Being more independent in her work life was a large factor in Hasan’s choice to open her own practice “The reason I did this was to keep my own schedule,” she said, but she’s not walking her path alone. Her husband’s support has been critical through the process, she said, and she has leaned on her network of professional support as well.
She advised women looking to take the step into entrepreneurship to find a community to lean on, “whether it’s through peers or the business community,” Hasan said.
March marked the end of Martinez’s first year as an insurance agent with State Farm. The luncheon was her third event with the chamber, and she’d found a community that greeted her with open arms.
“Everyone’s really welcoming,” she said. “Everyone wants to help each other in one way or another.”

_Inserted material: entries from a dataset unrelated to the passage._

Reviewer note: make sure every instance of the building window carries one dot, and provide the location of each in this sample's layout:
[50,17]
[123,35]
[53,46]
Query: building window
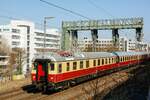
[74,65]
[98,61]
[6,30]
[106,61]
[102,61]
[15,43]
[68,66]
[81,64]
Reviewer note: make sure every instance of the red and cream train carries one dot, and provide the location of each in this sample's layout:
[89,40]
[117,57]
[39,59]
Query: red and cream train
[60,70]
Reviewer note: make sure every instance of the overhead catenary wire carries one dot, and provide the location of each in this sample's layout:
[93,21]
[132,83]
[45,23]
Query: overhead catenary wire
[67,10]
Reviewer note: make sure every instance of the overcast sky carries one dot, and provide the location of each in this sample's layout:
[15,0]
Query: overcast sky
[35,10]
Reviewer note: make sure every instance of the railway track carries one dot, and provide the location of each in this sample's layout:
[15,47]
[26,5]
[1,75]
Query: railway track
[105,85]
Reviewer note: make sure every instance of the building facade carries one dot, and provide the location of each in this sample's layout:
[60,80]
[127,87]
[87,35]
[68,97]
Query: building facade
[22,34]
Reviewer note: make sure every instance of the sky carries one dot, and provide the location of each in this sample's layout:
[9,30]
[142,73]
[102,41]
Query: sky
[35,10]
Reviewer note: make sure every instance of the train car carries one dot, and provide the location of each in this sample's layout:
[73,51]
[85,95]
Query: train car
[61,70]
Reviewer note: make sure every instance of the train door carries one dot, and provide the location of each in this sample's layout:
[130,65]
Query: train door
[42,71]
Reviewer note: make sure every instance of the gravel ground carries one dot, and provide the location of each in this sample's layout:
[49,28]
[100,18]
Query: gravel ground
[11,85]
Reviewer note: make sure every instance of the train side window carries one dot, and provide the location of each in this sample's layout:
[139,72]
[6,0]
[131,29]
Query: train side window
[94,62]
[105,60]
[110,60]
[98,61]
[52,67]
[81,64]
[59,68]
[102,61]
[35,65]
[87,64]
[74,65]
[68,66]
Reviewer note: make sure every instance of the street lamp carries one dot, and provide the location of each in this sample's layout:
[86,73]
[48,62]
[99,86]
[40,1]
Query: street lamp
[45,19]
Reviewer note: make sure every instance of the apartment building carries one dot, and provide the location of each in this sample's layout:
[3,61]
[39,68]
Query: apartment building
[22,34]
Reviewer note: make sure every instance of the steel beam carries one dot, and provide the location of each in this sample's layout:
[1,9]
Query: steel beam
[115,37]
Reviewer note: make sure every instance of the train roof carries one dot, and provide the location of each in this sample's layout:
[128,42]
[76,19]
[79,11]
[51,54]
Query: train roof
[131,53]
[83,55]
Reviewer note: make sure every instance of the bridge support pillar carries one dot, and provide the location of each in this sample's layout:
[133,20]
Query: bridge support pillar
[139,34]
[115,37]
[94,34]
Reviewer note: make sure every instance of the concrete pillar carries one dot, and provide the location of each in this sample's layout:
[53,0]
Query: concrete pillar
[74,43]
[94,34]
[115,37]
[139,34]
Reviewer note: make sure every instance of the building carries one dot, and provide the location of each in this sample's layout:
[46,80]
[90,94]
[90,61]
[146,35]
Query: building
[22,34]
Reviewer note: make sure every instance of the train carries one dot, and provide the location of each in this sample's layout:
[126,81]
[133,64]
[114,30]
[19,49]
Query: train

Like Redmond, Martinez noted she works in a male-dominated field. Building her network at these women-focused events has introduced her to other female agents and women in similarly male-dominated businesses, she said.
“These are the connections that help you build your business,” she said. “It’s good to empower each other.”

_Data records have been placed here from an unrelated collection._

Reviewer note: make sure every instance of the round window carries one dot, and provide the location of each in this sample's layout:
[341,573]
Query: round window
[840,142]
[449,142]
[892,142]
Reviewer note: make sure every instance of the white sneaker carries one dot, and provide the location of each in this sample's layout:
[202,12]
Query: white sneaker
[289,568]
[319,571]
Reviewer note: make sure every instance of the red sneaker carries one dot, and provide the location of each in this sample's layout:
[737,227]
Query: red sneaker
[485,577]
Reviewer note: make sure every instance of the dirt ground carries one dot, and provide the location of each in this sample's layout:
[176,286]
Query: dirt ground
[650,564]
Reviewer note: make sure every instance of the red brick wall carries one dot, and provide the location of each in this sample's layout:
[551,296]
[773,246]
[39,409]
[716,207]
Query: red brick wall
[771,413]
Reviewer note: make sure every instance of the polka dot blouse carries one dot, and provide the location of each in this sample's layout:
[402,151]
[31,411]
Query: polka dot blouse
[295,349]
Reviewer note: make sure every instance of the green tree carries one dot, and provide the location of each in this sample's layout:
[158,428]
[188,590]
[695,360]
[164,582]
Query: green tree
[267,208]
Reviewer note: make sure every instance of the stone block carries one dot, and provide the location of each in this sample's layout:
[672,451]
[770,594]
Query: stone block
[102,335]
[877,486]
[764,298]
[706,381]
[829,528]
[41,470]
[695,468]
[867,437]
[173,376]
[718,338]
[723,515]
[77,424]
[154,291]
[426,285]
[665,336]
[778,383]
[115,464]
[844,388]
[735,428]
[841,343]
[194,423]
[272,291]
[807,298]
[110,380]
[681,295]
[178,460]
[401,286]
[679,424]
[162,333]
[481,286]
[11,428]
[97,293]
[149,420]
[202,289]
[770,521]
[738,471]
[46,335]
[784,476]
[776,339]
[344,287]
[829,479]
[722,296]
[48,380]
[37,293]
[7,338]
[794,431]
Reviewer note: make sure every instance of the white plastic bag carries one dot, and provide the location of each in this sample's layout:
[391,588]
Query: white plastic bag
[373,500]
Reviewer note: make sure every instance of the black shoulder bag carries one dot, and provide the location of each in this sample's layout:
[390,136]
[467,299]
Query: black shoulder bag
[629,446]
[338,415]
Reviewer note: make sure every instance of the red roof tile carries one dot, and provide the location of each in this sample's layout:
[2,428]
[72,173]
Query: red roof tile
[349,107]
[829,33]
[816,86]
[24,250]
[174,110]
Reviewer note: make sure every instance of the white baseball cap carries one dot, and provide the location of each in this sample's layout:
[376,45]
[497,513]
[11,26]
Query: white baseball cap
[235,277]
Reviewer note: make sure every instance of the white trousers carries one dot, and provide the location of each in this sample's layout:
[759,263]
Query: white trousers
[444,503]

Redmond is an account executive with CSI Tech Corp, a tech company in Bloomington on the border of Eden Prairie. She joined the Eden Prairie Chamber of Commerce because it felt like “a good fit” for her company, and for herself.
“I’m in kind of a male-oriented position,” Redmond said. “It’s nice to come into a group of women and be able to tell our stories.”
Her advice to future businesswomen is to “start networking early and often.” Even if a connection doesn’t “cultivate right away,” it can bloom into a partnership later on, she said.